A nice touch was the German HQ obviously giving Sydney HQ a bit of a verbal blitzkrieg, whereupon in the fog of war a second snowboard arrived. My ethical standards had me return the thing and in no way had anything to do with fearing that Wolfenbüttel might find out I had double-dipped.
I was then barred from that pub — an honour I popped into my CV, under charities.
Back to my ride-on: the local franchise in the previous years had twice attended to it for a repair, quoted me for twenty million bucks and when I politely declined, refused to reassemble it.
A neighbour then reverse engineered the parts and fixed it for a case of sarsaparilla.
But the love-hate relationship with this franchise shop bloomed into glorious hate-hate as I dared to demand basic customer service, complete with a shouting match once.
So, I phoned Europe. Stockholm this time.
Next afternoon, the Australian CEO cut to the chase over the phone: “I’d appreciate the world CEO of my employer to not phone me at 2am in a seething Swedish rage.”

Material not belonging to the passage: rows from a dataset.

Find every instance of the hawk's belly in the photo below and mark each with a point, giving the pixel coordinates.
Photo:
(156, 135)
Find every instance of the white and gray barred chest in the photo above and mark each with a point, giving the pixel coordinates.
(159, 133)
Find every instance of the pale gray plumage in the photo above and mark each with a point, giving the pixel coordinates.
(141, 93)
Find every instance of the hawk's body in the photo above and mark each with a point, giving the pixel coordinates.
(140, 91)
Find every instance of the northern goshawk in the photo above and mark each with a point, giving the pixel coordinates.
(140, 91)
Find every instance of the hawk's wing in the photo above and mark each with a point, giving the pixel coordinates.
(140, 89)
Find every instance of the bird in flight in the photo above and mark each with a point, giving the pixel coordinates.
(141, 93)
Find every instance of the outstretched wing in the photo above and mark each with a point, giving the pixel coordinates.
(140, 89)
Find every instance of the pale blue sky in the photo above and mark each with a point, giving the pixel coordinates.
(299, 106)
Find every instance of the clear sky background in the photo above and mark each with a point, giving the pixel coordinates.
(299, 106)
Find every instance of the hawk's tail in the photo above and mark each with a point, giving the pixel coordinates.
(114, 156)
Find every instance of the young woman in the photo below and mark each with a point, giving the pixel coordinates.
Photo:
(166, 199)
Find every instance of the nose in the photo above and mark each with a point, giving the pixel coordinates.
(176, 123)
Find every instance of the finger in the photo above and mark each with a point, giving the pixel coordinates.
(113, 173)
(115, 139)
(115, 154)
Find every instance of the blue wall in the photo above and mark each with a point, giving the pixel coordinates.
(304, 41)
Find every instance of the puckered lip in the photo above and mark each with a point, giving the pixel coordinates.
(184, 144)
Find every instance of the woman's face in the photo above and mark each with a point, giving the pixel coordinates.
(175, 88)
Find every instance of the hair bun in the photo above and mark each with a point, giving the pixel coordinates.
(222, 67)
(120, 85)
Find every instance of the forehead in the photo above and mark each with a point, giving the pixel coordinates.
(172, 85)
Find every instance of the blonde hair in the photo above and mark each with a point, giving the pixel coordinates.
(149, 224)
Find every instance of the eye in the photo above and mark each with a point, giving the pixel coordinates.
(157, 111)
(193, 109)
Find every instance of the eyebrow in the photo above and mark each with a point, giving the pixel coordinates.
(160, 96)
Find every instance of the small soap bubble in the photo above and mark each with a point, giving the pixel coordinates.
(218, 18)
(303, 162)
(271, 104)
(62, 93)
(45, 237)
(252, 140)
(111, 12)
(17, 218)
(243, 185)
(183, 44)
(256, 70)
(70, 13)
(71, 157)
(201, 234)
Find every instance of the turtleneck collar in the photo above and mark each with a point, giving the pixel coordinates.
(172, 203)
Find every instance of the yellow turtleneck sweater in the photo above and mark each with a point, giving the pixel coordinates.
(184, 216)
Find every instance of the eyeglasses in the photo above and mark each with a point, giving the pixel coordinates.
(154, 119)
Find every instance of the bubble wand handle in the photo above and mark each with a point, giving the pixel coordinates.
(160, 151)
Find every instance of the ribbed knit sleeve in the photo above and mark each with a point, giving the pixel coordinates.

“I’d appreciate saving my vineyard.”
I got my point across when I found a hole in the frothing CEO’s timeline, complete with its jolly statutory holidays and staff barbecues, when the pulley could indeed have been sent.
Alas, it was too late; but the wooden posts of the now extinct vineyard were perfectly spaced for small paddocks, so we wired it all up and filled it with horses.
The Chinese word ‘wei ji’ brings together two words, each meaning ‘crisis’ and ‘opportunity’; clearly the Chinese have a good bead on positivity, if not on farrier costs.
My point: the Federal Government is now teasing farmers that monopolies on exclusive repairs of machinery may be overruled, giving farmers the ‘right-to-repair’ through other means and agents rather than wait for the machinery’s exclusive expert.
I will applaud if it comes, as much as I applauded old Ronny, my hay-trusser, when his brand-new tractor broke down halfway through baling my crop of thistle and rye.
In the smoke of a bushfire too.
My pesky 600 bales did not compare to this man’s livelihood, especially when he was told he would not get help for two weeks, if his lungs held out.
But salt-of-the-earth and ageless Ronny was also adept, where nothing troubled him that a rubber band, WD40, chewing gum and spit-and-grit couldn’t fix.
All while inhaling eucalyptus smoke.
As he clambered up into the cabin, the engine again roaring, I came running from my one hour among the windrows in the fetal position.
“What was your magic this time, Ron?” I coughed.
“Ice-cream stick and two Band-Aids,” and off he went, disappearing into the blue haze.